Key Developments in U.S. AI Policy — June 2026
1. Voluntary Pre‑Release Review for Frontier AI Models President Trump signed an executive order on June 2, 2026, establishing a voluntary program requiring AI developers to submit their most advanced models to the federal government for a 30‑day security review before public release. The administration emphasized that this approach avoids burdensome regulation while safeguarding national security. (cbsnews.com)
2. Export Controls on Anthropic’s Mythos and Fable Models In late June, the Commerce Department lifted a two‑week export ban on Anthropic’s Mythos and Fable AI models, allowing global distribution to resume. The temporary restriction had been imposed over national security concerns, particularly the models’ ability to identify software vulnerabilities. (washingtonpost.com)
3. Legislative Momentum: Great American AI Act Discussion Draft On June 4, 2026, House members released a discussion draft of the Great American AI Act. The proposal includes provisions for transparency in frontier systems, independent verification, AI whistleblower protections, and a three‑year sunset on federal preemption of state AI laws. It also tasks NIST with piloting documentation templates for AI models and data. (aigovernancebrief.org)
4. State vs. Federal Regulatory Landscape The U.S. continues to navigate a fragmented AI regulatory environment. While the federal government pushes for a unified framework, several states have enacted their own AI laws. California’s SB 53 and New York’s RAISE Act impose significant penalties for frontier model violations, effective in 2027. Colorado recently repealed its broader AI Act in favor of a narrower disclosure regime. (knowledgelib.io)
5. Sectoral Oversight: Banking Regulators Step In Federal banking regulators, including the OCC and Federal Reserve, have begun requiring banks to map AI usage in high‑risk areas such as lending and sanctions screening.

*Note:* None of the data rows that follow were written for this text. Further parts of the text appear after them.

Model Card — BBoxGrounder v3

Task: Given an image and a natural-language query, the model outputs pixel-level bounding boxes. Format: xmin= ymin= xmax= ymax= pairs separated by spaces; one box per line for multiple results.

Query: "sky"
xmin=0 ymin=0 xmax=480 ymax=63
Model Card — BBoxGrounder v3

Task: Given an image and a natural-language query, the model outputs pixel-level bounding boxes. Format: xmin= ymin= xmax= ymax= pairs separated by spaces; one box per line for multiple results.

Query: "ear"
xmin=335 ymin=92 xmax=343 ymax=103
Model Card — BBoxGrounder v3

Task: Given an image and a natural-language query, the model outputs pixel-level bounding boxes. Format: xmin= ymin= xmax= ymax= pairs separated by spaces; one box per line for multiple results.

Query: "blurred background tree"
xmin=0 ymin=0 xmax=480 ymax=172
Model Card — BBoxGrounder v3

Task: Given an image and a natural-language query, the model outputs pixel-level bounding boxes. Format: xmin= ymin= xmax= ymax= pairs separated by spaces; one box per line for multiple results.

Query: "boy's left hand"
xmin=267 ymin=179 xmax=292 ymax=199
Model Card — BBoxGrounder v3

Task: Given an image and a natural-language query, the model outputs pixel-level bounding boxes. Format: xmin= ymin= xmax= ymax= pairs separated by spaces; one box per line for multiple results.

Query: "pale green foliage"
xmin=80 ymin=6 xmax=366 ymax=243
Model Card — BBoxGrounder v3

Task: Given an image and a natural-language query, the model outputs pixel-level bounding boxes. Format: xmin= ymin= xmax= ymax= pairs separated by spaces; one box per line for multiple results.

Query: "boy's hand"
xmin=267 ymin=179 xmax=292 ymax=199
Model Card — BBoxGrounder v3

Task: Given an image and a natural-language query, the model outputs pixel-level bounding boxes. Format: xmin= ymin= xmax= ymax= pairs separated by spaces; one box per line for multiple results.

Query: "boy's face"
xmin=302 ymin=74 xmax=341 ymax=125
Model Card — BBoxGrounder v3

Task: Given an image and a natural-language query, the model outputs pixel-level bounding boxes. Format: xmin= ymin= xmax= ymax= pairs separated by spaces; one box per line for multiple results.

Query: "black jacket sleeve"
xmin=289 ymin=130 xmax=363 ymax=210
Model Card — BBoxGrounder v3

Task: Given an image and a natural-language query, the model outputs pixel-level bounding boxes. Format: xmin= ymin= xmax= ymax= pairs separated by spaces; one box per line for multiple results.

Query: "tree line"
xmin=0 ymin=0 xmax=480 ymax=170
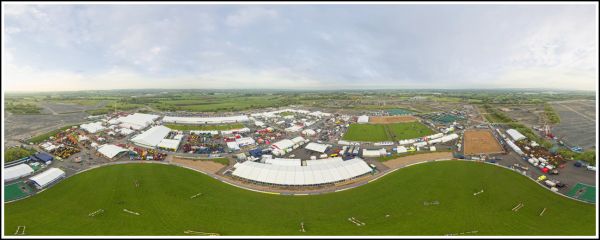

They are probing governance frameworks, human oversight, third‑party risk, and contingency planning. (news.bloomberglaw.com)
Why It Matters
These developments mark a clear shift toward proactive federal engagement in AI governance. The voluntary review mechanism and export controls signal a security‑first posture, while the legislative draft and state law dynamics underscore the tension between innovation and regulation. As AI becomes increasingly embedded in critical sectors, from national defense to finance, the U.S. is laying the groundwork for a layered, multi‑stakeholder governance model.
What’s Next
- Congressional action on the Great American AI Act could define the federal role in AI oversight for years to come.
- State‑federal clashes may intensify as preemption provisions are tested.
- Industry response to voluntary review and export controls will shape compliance norms.
- Sectoral regulators may expand AI oversight into other domains beyond banking.
The U.S. AI policy landscape is evolving rapidly — balancing innovation, security, and governance in real time.